There was a crowd around us (there is always a crowd) and they also laughed. The woman insisted, gesticulating as she spoke. Putting her hand to her mouth, she explained: "No food." She clasped her palms, tipped her head to the side and placed her hands next to her ear. "No got sleep, no room." Her baby cannot eat and has nowhere to sleep.

I stood there dumb, my frozen smile fading with the strangest sense of numbness. What do you say to a woman who has a child she cannot feed and cannot house when she is asking you for help? How do you live in a house with air-conditioning and electricity (albeit sparse), walk around with a cell phone in your purse, discuss at night the idea of going to The Gambia with your boyfriend for Christmas and still say: No, I will not help you or your baby. I will not give your baby a "better home," even though the alternative is extreme poverty and a 50% chance of dying of malaria (for which I have medication in my purse right now.) I will not give your baby a chance to wear clean clothes, eat regularly, have access to health care and gain an education (since I know that your other kids don't go to school at all because the $1.33- a-month-tuition-charge is too expensive.) I will not take your baby, sorry. Thanks anyway.

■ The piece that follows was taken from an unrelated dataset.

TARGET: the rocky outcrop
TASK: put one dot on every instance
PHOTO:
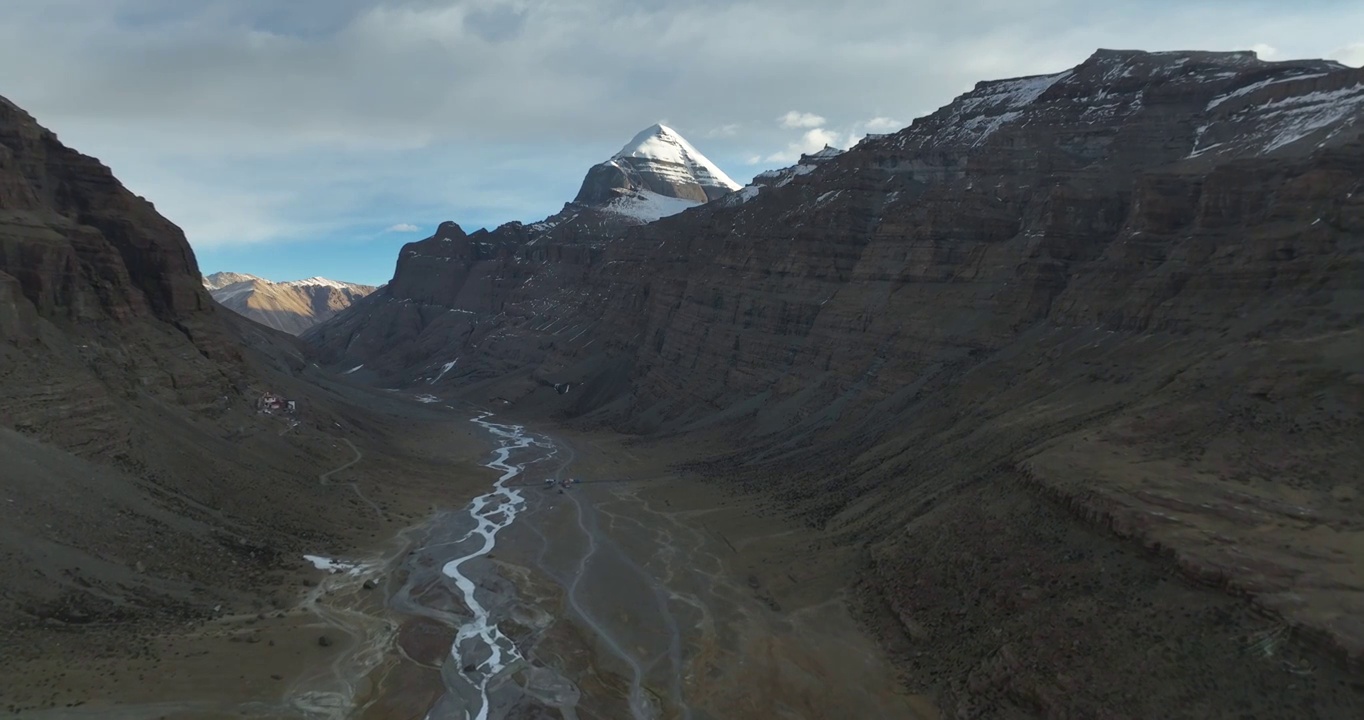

I eventually mustered out these words: "I'll see what I can do." I slowly turned and went on my way. Profoundly affected by this exchange and terrified at the idea of returning and walking past the woman five minutes later with no solution, my trembling hands reached into my purse (there's no way that woman has a purse) and pulled out my cellphone (or a cellphone) and called my boyfriend to announce my change in plans. "Uh hi, yeah, I need a beer."

I had been prepared for this to happen. I know that it would even though I haven't actually heard of any of the expats here experiencing it. As a white woman I am considered a) extremely wealthy, and since I regularly play with children in the street I am apparently seen as b) somebody who would probably be an okay caretaker. I can see how a woman suffering from extreme poverty would reach such desperation that she would rather give up her child to a stranger on the street than watch it (and she herself) suffer. I just really thought that maybe I'd have some kind of solution by the time the situation arose. How's that for naivety.

Instead, I walk past her and her child every day on the way to my air-conditioned apartment, cellphone in my purse, and think about Christmas in the Gambia, miracle-solution nowhere in sight.